You’re mostly seeing this story unfold from the narrator’s perspective, and he’s generally thrilled and excited about all that’s happening. Now, though, he lets Pauline speak, and as a reader you’re left with a better sense of what it might have been like to be around them. There had to be a powerful undercurrent of sadness or desperation.
This is a common writer’s trick – the narrator suddenly noticing someone reacting differently to a scene or sequence. As the reader you’re exposed to the narrator’s perspective, and he or she is convincing you that everything is one way, and then they point out that someone’s crying, and you recall that you’re only seeing this story from one particular vantage point, and that it might be a wholly different story to the others on the scene. Look for it. Unexpected tears are everywhere in fiction.

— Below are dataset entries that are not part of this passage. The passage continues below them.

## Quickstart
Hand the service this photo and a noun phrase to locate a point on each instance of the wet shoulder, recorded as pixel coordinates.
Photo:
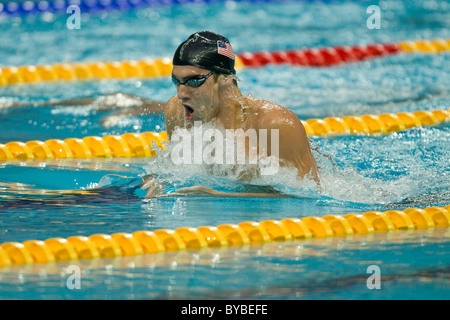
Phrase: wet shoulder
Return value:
(266, 114)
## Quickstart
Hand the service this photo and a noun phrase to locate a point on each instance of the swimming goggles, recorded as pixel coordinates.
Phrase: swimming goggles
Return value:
(193, 82)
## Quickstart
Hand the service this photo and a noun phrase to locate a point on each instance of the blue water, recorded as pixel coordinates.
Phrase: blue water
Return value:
(358, 173)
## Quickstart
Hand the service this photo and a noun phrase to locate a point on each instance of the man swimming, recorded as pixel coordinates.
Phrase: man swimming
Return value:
(207, 92)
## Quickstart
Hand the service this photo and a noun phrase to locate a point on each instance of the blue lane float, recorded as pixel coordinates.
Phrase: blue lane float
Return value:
(92, 6)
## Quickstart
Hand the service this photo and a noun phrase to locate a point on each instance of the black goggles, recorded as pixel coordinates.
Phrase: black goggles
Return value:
(193, 82)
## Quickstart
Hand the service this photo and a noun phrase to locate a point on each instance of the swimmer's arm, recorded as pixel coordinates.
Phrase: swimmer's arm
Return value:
(199, 191)
(173, 115)
(293, 143)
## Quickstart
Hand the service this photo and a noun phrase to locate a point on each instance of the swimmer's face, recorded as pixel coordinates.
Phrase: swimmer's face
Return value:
(200, 103)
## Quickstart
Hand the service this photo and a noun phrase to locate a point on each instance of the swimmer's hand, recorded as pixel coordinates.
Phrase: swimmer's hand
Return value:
(152, 186)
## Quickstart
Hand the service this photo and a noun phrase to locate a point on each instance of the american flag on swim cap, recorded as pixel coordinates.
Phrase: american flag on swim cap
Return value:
(225, 49)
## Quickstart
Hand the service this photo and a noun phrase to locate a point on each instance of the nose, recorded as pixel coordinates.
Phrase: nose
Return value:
(183, 92)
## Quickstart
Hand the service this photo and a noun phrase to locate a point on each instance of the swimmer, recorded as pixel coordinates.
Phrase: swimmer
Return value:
(207, 91)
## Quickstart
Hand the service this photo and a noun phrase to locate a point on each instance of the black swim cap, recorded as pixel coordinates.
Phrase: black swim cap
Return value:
(206, 50)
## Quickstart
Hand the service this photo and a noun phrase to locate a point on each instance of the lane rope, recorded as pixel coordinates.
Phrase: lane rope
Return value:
(245, 233)
(151, 68)
(142, 144)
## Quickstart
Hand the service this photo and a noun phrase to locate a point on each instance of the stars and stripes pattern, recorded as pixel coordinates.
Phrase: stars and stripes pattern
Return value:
(225, 49)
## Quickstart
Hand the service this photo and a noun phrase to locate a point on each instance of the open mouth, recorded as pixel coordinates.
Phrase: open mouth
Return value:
(188, 112)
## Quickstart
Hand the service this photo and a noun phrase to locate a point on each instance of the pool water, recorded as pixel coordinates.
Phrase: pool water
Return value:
(39, 199)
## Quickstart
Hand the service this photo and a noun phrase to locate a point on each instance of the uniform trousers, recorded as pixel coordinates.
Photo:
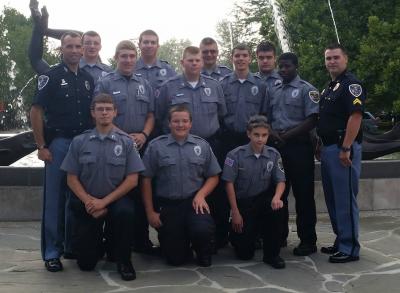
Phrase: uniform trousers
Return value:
(183, 229)
(258, 219)
(298, 161)
(88, 235)
(340, 188)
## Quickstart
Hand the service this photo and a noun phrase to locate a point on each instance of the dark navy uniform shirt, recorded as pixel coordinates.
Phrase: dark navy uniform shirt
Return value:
(180, 169)
(243, 100)
(102, 163)
(65, 98)
(205, 101)
(339, 100)
(156, 73)
(251, 175)
(217, 73)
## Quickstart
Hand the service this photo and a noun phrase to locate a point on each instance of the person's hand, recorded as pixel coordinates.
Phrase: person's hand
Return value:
(154, 220)
(44, 154)
(200, 205)
(276, 203)
(344, 158)
(237, 222)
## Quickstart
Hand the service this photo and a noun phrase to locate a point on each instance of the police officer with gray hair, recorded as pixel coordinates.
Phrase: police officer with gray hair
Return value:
(185, 171)
(292, 113)
(103, 166)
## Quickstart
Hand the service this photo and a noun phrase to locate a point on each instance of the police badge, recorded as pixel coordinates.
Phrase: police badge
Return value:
(42, 81)
(118, 150)
(254, 90)
(207, 91)
(197, 150)
(314, 96)
(355, 90)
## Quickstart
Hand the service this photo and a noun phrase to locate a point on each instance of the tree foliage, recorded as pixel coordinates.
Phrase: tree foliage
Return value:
(16, 91)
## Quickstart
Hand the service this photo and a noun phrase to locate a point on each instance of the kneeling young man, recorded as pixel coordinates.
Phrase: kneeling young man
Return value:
(102, 166)
(255, 182)
(185, 172)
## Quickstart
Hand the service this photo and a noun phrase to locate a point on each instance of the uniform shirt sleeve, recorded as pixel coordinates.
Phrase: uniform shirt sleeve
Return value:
(354, 97)
(134, 163)
(278, 173)
(212, 167)
(311, 100)
(230, 171)
(71, 161)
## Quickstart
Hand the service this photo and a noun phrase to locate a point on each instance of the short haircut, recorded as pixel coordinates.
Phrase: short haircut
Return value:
(191, 50)
(258, 121)
(91, 34)
(72, 34)
(125, 45)
(179, 108)
(241, 46)
(147, 33)
(208, 41)
(266, 46)
(334, 46)
(102, 98)
(289, 56)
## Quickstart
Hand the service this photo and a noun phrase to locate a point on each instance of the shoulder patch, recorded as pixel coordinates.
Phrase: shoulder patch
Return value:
(42, 81)
(314, 96)
(355, 90)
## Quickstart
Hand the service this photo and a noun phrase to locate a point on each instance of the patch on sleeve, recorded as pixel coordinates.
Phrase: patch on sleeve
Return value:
(42, 81)
(229, 162)
(314, 96)
(355, 90)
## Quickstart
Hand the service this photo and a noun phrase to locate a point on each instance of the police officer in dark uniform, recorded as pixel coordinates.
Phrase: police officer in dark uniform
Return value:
(103, 166)
(186, 172)
(60, 111)
(249, 172)
(341, 111)
(151, 68)
(209, 51)
(292, 112)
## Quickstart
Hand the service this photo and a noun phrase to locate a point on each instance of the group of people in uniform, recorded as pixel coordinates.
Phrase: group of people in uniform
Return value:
(206, 157)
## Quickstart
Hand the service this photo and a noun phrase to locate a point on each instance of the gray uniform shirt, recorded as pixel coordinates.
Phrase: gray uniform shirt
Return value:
(180, 169)
(251, 175)
(97, 71)
(205, 101)
(102, 164)
(271, 79)
(290, 104)
(134, 98)
(218, 72)
(155, 74)
(243, 100)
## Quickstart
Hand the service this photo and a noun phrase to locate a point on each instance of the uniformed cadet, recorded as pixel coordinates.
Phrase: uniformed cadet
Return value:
(209, 52)
(341, 111)
(292, 113)
(91, 42)
(266, 58)
(60, 111)
(186, 172)
(134, 98)
(151, 68)
(249, 172)
(202, 95)
(102, 166)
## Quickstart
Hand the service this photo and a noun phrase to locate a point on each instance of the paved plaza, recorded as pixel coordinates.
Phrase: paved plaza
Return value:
(378, 271)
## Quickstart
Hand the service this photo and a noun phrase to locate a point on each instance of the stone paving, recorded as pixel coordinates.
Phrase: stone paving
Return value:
(378, 271)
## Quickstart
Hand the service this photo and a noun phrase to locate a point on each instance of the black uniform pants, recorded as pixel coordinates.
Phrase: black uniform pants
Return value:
(298, 161)
(258, 218)
(182, 227)
(89, 231)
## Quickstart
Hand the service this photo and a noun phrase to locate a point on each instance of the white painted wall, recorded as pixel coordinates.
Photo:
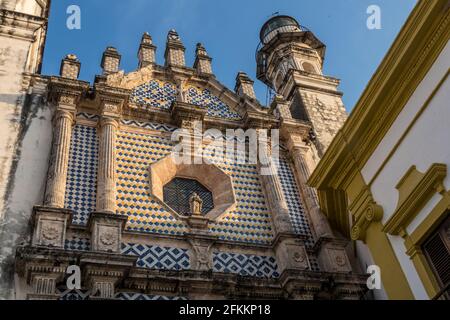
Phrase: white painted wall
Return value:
(426, 143)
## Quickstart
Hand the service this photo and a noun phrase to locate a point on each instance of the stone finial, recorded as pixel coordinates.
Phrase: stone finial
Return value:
(174, 54)
(244, 85)
(202, 61)
(110, 61)
(70, 67)
(281, 107)
(196, 204)
(147, 51)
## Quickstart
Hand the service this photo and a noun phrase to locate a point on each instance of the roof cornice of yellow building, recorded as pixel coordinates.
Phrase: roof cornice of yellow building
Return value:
(413, 53)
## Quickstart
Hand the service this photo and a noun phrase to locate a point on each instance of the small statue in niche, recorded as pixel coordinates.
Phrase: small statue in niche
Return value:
(196, 204)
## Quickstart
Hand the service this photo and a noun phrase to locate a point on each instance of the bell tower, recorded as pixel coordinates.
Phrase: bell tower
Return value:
(290, 61)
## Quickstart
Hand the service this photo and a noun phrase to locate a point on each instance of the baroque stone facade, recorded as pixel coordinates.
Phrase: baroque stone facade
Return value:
(103, 207)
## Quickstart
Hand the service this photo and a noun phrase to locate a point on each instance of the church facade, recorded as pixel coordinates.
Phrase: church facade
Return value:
(90, 181)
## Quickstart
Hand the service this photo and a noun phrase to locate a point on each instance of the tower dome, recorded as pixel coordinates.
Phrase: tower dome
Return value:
(276, 25)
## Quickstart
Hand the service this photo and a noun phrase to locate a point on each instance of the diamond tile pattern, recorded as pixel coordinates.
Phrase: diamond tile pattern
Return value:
(140, 296)
(205, 99)
(292, 195)
(156, 94)
(135, 152)
(245, 265)
(81, 188)
(149, 125)
(156, 257)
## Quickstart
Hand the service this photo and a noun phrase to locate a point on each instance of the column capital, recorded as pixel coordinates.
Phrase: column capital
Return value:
(111, 101)
(67, 93)
(105, 121)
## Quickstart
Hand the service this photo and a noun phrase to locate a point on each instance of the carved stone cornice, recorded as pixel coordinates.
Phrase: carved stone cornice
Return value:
(365, 211)
(295, 132)
(256, 120)
(19, 25)
(110, 100)
(415, 190)
(67, 92)
(121, 271)
(183, 112)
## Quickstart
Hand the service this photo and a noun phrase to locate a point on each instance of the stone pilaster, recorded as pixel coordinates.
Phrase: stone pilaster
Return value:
(44, 287)
(106, 231)
(277, 202)
(147, 51)
(57, 173)
(110, 61)
(106, 187)
(331, 251)
(174, 53)
(244, 86)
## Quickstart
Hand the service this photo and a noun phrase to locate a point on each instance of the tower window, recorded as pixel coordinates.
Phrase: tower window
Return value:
(178, 192)
(308, 67)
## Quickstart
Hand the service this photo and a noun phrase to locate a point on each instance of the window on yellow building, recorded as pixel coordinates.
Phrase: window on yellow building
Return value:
(437, 251)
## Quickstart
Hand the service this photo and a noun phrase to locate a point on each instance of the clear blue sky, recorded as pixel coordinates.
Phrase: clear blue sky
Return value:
(229, 30)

And speaking of roads…I could not throw away an old plastic shower curtain last week. Just couldn’t bring myself to do it. Why? Because of The Road. The insane, post-apocalyptic Cormac McCarthy novel. I have the audio version and listen to it often and when I was trying to throw out the old curtain I kept thinking how the man and the boy really could have used that plastic sheet while they were wandering around, to use as a roof or cover from the rain. So it’s in my garage. Stuffed in a corner. In case there’s an apocalypse.